With the boom of spatially-resolved transcriptomics methods, a set of big opportunities appear for researchers to understand better developmental processes without relying on existing single cell RNA sequencing datasets. In context, we applied spage2vec, a graph convolutional neural network model, to explore the cellular diversity present during the human heart development from week 4.5 to week 9. We showed that this type of approaches, which do not rely on cellular segmentation, can be used to identify molecular signatures better than existing cell typing tools that can be used to explore the spatial component of processes such as cellular differentiation. Among the signatures identified, we focused on exploring the molecular diversity within cardiomyocytes and we described the differentiation process of epicardial cells in the context of space. All the molecular signatures detected and their gene expression profiles were also integrated in a useful online tool that can be used by the community for further exploration.

Introduction

Recent cell atlasing efforts to describe the cellular complexity of human organs, and provide comprehensive maps of their cell types, have been supported by both technological developments and a number of international initiatives [1,2]. One such technological advance is single-cell RNA sequencing (scRNA-seq) [3,4], enabling profiling the transcriptome of tens of thousands of individual cells after tissue dissociation, and thus defining the cell-type composition of a tissue. Single cell RNA sequencing data can be further combined with more recent spatially resolved techniques [5,6] to create organ-wide gene expression atlases that map cell-type distributions and spatial biological programs directly in tissue samples.

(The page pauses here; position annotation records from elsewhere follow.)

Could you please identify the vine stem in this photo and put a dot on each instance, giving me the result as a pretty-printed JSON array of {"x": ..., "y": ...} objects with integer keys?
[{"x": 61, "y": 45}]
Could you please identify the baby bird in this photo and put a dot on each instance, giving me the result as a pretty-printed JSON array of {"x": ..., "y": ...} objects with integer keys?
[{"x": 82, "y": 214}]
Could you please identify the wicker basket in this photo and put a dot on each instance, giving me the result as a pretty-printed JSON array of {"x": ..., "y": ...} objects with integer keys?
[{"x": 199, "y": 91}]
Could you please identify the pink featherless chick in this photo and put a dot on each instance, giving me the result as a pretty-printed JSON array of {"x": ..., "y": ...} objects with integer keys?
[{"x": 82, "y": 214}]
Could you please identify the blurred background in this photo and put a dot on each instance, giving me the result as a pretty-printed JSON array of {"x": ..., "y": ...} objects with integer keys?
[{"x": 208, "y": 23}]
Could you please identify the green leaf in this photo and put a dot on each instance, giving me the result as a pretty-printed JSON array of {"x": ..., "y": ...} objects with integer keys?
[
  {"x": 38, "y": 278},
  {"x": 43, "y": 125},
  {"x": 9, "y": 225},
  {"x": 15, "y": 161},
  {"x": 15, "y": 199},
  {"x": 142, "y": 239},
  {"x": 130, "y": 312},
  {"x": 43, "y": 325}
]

With the aim of producing a spatiotemporal gene expression and cell atlas of the developmental human heart, Asp et al. [7] recently combined three different high-throughput technologies for gene expression profiling with immunohistochemical staining. They studied three developmental stages in the first trimester at 4.5–5, 6.5 and 9 post-conception weeks (PCW) using (1) Spatial Transcriptomics [8] (ST) for untargeted spatial gene expression profiling of grid-microdissected tissues, (2) scRNA-seq of 6.5 PCW tissue samples for dissecting cellular heterogeneity at single cell resolution, and (3) in situ sequencing [9] (ISS) to resolve the spatial heterogeneity at subcellular resolution. Finally, probabilistic cell-mapping via pciSeq [10] was applied to achieve single cell level maps of the cell-type distribution. PciSeq both assigns in situ decoded reads to segmented cells and cells to scRNA-seq defined cell-types by a probabilistic approach. The result of the overall study was the first comprehensive spatial transcriptional atlas of the developmental human heart.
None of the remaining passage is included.